The Wall Street Journal, in its “Heard on the Street” column, published a piece at 4 p.m., the minute the stock market closed, laying out a long list of reasons Twitter Inc (TWTR) might currently be a prime takeover target.
Journalist Miriam Gottfried notes that the beleaguered share price alone is the primary reason: TWTR stock has lost two-thirds of its value since hitting its 52-week high in April 2015, and shares are down 43% in the last three months alone.
The stock closed at $17.39 today, well below the company’s IPO price of $26/share in late 2013. Gottfried says that the possibility TWTR stock is currently a legitimate takeover target “seemed to take hold among investors Wednesday” — shares ended with 4% gains today despite the overall bearish direction of most stocks on Wall Street.
Incidentally, News Corp (NWSA), the owner of the Wall Street Journal, denied chatter that it was interested in acquiring the social media company. The WSJ piece notes that given Twitter’s market value of more than $12 billion (based on diluted outstanding shares), a suitor would have to be a very, very large companies, likely in the tech or media spaces.

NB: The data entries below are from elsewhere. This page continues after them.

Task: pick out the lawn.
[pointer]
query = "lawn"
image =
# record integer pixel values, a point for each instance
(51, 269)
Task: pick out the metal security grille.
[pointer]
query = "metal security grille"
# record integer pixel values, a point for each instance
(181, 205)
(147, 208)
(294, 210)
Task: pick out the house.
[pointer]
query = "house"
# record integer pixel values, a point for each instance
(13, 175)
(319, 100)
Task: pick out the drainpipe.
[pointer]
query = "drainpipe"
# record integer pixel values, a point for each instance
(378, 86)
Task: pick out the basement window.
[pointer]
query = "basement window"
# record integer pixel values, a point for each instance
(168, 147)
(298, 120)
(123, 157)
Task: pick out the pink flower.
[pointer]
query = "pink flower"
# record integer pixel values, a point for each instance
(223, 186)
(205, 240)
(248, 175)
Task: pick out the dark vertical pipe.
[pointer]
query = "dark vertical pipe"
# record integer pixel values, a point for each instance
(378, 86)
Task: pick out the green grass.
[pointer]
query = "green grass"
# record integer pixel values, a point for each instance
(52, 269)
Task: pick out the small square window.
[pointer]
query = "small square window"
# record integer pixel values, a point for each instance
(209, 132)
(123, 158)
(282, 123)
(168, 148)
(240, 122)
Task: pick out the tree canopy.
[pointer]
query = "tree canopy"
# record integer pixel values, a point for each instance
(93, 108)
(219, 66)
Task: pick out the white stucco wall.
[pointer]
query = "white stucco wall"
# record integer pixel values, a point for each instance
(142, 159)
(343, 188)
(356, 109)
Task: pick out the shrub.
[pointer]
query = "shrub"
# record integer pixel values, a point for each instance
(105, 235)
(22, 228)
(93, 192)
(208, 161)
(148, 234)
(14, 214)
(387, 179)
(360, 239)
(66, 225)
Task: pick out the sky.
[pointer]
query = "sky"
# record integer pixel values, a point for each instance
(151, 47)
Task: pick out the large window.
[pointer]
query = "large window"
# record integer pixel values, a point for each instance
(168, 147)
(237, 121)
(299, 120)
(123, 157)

Specifically, Alphabet Inc (GOOG, GOOGL) could be interested in TWTR, as it battles Facebook Inc (FB) for digital advertising dollars. Twitter’s 300 million users would give Alphabet a large swath of data that it doesn’t currently have access to, which would allow it to target ads more accurately to users. Time Warner Inc (TWX), Twenty-First Century Fox Inc (FOX), and Tencent (TCEHY) were also floated as potential buyers.
As of this writing, Robert Martin had no position in any of the stocks mentioned.